January 2008 » Market Analysis » NY New Developments

January 2008 New York New Developments


New Developments


New Construction Brooklyn
At 75 Flatbush Avenue, a permit to build a 21-story, 108-unit new Flatiron has been issued. The 150,000-square-foot building, which is going up Extension will be 262 feet tall.

Developers of the Domino Sugar Refinery, a historic landmark, will be part of an ambitious $1.2 billion, 10-year residential development project.

Major Market News
Columbia Expansion Approved.
The City Council voted to rezone a 35-acre section of Harlem, allowing Columbia University's $7 billion expansion. Columbia plans to expand onto 17 of the rezoned acres, bounded by Broadway, Riverside Drive, West 129th Street and West 133rd Street.

The Federal Reserve's proposal to curb high-interest lending comes too late for many New Jersey families. About one-fifth of sub-prime mortgage borrowers who took out loans in 2005 and 2006 will lose their homes to foreclosure.

Plans to expand the Jacob K. Javits Convention Center have been scaled back to a renovation and a modest addition to the West Side facility. The Empire State Development Corporation is considering smaller-scale alternatives, including an expansion of about 100,000 square feet. More than half of the $1.6 billion set aside in funding will go toward renovations and repairs.

The City University of New York will pay developer Bruce Ratner $307 million to build an 11 to 14-story City Tech classroom building in Downtown Brooklyn.

Australian real estate company Centro Properties Group, the fifth-largest shopping center owner in the U.S., saw shares drop by 90 percent in the last two days. Slips by office and retail landowners hint that the credit crunch may soon hit the country's commercial market as hard as it did the housing market.

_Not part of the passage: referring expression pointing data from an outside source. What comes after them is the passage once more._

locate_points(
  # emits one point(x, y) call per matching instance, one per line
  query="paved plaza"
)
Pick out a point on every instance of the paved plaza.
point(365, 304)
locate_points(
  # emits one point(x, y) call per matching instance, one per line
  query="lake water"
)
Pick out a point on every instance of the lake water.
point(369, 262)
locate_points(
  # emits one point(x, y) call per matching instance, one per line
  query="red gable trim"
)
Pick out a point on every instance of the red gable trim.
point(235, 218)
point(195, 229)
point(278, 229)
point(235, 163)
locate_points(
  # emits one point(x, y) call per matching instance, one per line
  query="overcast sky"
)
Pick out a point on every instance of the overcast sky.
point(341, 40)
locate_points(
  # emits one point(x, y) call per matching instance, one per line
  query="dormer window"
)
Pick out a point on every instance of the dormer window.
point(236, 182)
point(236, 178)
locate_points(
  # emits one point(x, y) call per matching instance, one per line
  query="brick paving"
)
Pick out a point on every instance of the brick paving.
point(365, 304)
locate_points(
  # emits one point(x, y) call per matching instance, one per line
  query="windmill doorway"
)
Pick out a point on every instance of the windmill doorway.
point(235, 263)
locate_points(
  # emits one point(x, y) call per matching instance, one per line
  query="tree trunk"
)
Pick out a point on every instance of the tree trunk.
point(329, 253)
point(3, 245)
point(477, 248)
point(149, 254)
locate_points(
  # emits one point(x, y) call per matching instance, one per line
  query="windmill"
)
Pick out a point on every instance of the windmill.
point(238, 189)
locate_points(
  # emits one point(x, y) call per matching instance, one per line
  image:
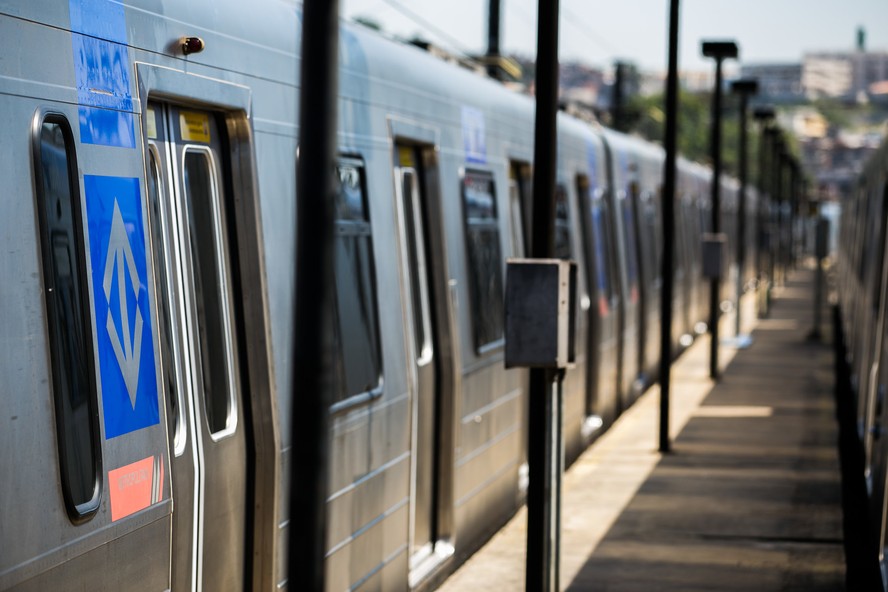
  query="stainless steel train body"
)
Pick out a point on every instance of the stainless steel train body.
point(147, 235)
point(863, 282)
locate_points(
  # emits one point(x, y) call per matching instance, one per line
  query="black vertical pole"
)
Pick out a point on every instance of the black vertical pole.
point(741, 214)
point(493, 38)
point(716, 218)
point(314, 281)
point(760, 209)
point(776, 194)
point(617, 98)
point(668, 225)
point(540, 574)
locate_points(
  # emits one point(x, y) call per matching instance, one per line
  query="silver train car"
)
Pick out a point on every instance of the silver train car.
point(147, 247)
point(863, 368)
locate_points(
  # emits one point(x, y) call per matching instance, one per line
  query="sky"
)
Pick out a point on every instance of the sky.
point(597, 32)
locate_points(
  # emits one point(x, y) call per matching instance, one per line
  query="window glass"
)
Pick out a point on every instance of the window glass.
point(356, 334)
point(422, 332)
point(484, 258)
point(209, 289)
point(562, 224)
point(631, 248)
point(880, 252)
point(70, 332)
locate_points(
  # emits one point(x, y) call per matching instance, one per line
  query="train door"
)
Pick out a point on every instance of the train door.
point(422, 351)
point(602, 344)
point(201, 358)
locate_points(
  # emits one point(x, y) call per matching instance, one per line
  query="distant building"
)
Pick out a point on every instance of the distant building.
point(845, 75)
point(828, 75)
point(778, 83)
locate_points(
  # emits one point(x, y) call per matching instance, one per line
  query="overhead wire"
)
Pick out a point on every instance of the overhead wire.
point(417, 19)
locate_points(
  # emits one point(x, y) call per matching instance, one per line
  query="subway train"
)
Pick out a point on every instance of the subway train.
point(147, 234)
point(861, 361)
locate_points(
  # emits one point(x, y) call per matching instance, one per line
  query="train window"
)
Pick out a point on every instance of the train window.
point(208, 271)
point(67, 307)
point(562, 224)
point(630, 247)
point(602, 242)
point(356, 333)
point(166, 325)
point(484, 258)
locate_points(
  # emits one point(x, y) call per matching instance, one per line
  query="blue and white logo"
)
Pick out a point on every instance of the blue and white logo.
point(474, 140)
point(123, 314)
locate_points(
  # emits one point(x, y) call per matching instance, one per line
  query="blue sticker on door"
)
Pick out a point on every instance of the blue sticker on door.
point(123, 315)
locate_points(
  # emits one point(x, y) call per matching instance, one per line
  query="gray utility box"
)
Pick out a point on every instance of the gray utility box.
point(540, 313)
point(713, 255)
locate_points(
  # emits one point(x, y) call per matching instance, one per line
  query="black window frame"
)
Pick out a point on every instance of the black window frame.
point(488, 334)
point(353, 227)
point(83, 511)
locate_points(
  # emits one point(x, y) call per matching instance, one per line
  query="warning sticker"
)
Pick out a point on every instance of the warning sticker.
point(152, 124)
point(194, 127)
point(135, 487)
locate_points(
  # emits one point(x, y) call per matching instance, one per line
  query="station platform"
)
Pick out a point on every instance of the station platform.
point(749, 498)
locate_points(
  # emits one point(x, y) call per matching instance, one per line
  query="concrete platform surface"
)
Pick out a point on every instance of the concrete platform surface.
point(749, 498)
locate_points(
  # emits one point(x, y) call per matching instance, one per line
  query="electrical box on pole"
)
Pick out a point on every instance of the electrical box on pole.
point(540, 313)
point(713, 255)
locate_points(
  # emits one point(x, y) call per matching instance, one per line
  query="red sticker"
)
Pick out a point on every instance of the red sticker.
point(131, 487)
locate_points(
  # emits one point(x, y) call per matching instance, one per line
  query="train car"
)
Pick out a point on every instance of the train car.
point(863, 281)
point(148, 312)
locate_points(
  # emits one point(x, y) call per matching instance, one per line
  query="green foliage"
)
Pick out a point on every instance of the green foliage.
point(694, 131)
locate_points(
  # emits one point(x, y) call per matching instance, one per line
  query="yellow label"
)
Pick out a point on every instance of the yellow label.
point(405, 157)
point(152, 124)
point(194, 127)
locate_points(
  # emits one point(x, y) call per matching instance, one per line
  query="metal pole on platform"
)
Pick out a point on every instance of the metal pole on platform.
point(718, 50)
point(744, 88)
point(763, 115)
point(494, 30)
point(668, 225)
point(541, 573)
point(314, 281)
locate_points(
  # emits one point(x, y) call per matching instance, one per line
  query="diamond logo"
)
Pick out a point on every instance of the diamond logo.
point(126, 340)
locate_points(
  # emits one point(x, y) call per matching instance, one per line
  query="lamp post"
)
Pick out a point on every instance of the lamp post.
point(776, 204)
point(668, 225)
point(764, 115)
point(719, 51)
point(744, 88)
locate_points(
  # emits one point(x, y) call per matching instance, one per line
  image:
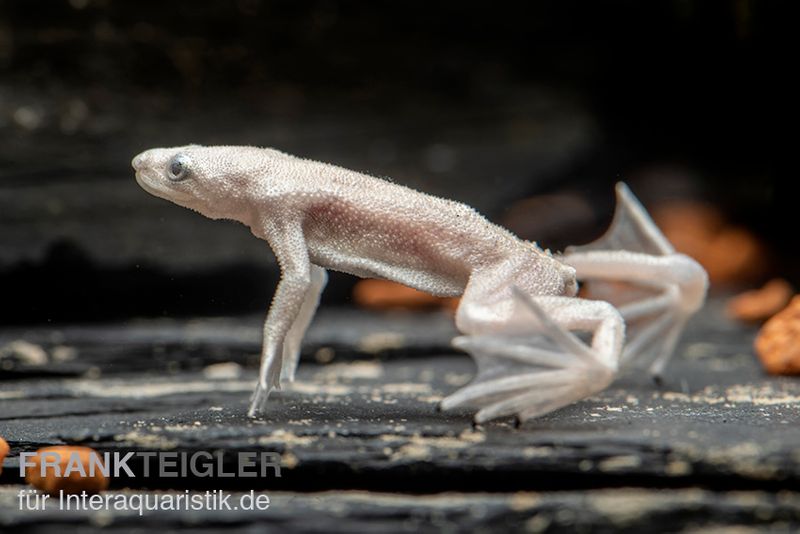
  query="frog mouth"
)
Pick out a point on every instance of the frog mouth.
point(155, 188)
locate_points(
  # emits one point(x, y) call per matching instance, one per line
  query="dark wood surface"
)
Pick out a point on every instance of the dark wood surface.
point(717, 444)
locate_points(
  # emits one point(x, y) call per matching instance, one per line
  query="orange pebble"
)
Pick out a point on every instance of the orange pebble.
point(4, 448)
point(386, 295)
point(730, 254)
point(67, 468)
point(760, 304)
point(778, 342)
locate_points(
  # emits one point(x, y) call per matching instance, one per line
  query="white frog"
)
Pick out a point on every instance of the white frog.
point(519, 313)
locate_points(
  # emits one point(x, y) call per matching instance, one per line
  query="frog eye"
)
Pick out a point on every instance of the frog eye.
point(178, 168)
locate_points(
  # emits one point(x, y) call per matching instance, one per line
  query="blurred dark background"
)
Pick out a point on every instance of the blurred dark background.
point(528, 111)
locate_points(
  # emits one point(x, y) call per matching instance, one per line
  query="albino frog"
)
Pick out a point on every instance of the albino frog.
point(519, 313)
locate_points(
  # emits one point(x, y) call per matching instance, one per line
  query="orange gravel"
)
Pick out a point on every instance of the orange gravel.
point(75, 481)
point(760, 304)
point(730, 254)
point(778, 342)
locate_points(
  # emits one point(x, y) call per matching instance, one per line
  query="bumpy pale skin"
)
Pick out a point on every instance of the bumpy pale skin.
point(518, 309)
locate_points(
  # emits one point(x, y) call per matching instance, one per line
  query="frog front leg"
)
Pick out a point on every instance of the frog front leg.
point(291, 310)
point(294, 338)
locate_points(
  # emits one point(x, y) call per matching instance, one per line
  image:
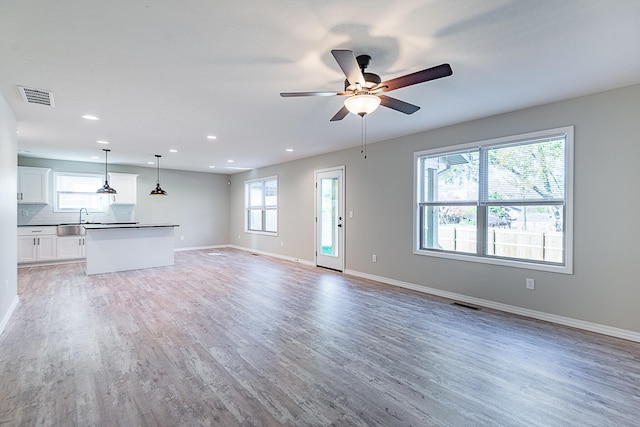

According to a survey by London's Independent newspaper, New York City is the location of the most headquarters for global corporations. The report also put New York in second place as the world's "capital city," behind London in terms of financial markets and entertainment.

Europeans are on shopping sprees in New York City buying more than holiday gifts. They are taking advantage of the weak dollar by buying apartments. The number of foreign buyers has doubled in two years and they have bought one-third of all new condos in the last 18 months.

Developers are moving ahead with 5-15 West 125th Street off Fifth Avenue; 2296 Frederick Douglass Boulevard between 123rd and 124th streets; and 233-237 West 125th Street, the old Victoria Theatre at Seventh Avenue. Reisman Properties are building the hotel at 5-15 West 125th Street, and there is no meaningful lodging facility to accommodate them.

250 W. 55th Street, an office tower, built by Boston Properties on Eighth Avenue between 54th and 55th streets could be built over an existing tenement at 261 West 54th Street side of the project

Brookfield Properties Corp. is regarded as a formidable office landlord, but winning the bid to build the massive Hudson Yards project would confer instant credibility to the upstart developer. Hudson Yards would add a 12 million-square-foot development site to its portfolio of 16 million square feet. It could also add as much as 40 percent, or about $400 million, to its operating profit. Brookfield does not have an anchor tenant in place and is seen as a long shot.

Retail rents in Manhattan average $133 per square foot, up 26 percent from $106 per square foot last year. Downtown, average rents have eclipsed $100 for the first time, increasing 18 percent this year to $109 per square foot. The biggest spike was on Broadway in the Times Square area, where ground-floor rents surged 107 percent to an average of $797 per square foot. Rents average $1,108 on Madison Avenue and $1,250 on Fifth Avenue.

The Port Authority was expected to approve to bring the Westfield Group, a shopping center operator, back to the World Trade Center. Where Westfield will invest more than $600 million and receive a 50 percent stake in 490,000 square feet of retail space above ground and in the two-story concourses connecting to subway and PATH lines.

Tishman Asset Corporation wants to build a 22-story, 333,000-square-foot hotel at the now demolished Playpen Theater at 693 Eighth Avenue. They want to include putting up a small residential building nearby. Tishman purchased the five lots, including the Playpen, for $128 million in July.

It has become increasingly clear that the national housing picture has turned much more gory than anyone might have imagined; likewise, repeated forecasts that a meaningful housing rebound will kick off by mid-2008 appear to have little or no legitimacy.
Some housing industry experts suggest the implications are ominous, that the worsening housing slump will accelerate the likelihood of a recession.

Housing is in a deepening recession that has at least another two to four years to run; it's also in the midst of a serious readjustment of prices." the readjustment will eventually see prices of single-family homes plummet 10% to 20% and condominiums tumble 20% to 40%. "The picture is getting darker and darker by the day.

Wyndham plans at least four full-service, upscale hotels. Wyndham Hotels and Resorts, is opening a hotel in Chelsea at 119-121 West 24th Street, in February and another is opening at 20 Maiden Lane two months later . Three months after that, 341 West 36th Street will open and eight months later, in March 2009, a fourth hotel at 93 Bowery.